We at DRI have been clear to highlight that quantitative findings generated through MROCs have inherent biases built in — and note this in our reports.  We want to make sure our clients understand that there can be a difference between the quant collected in an MROC as compared to other data collection methods.  However, does this mean that these MROC findings aren’t valuable?

Companies are clearly finding value in their Voice of the Consumer work, and the quantitative data generated by an MROC is also helpful in providing useful insight on their brands.  “Should the advertisement use image A or image B?” Surely, your community members can help you with that.  Yet caution still needs to be employed — given the potential biases of community members, particularly those who have participated in the community over time.  Therefore, it simply would not be prudent for some types of quantitative studies to be fielded through a community.

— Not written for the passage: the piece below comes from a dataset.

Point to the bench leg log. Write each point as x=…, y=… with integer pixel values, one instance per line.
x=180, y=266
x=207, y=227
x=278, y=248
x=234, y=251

For example, market segmentation or any study that needs to be projectable to a market would not be a good idea — as community members generally don’t represent the broad market.    Longitudinal work is also generally not well suited to a community.  As community members build bias over time, this would affect results in subsequent fields.

We as researchers have an obligation to educate our clients on the proper use of quantitative data collection within a community, and how to interpret the resulting data generated.  In Ray’s discussion forum, it was brought up that we should perhaps develop a new nomenclature as well as accepted use parameters for quantitative data drawn from MROCs.  I like that idea.  So, what should we call them? QualiQuant studies?  CommQuant?  Qualtilative? Surely we can think of something better.   I really liked the idea of one forum participant — that we should get together over a pint to discuss this.  Then the truly creative ideas will emerge!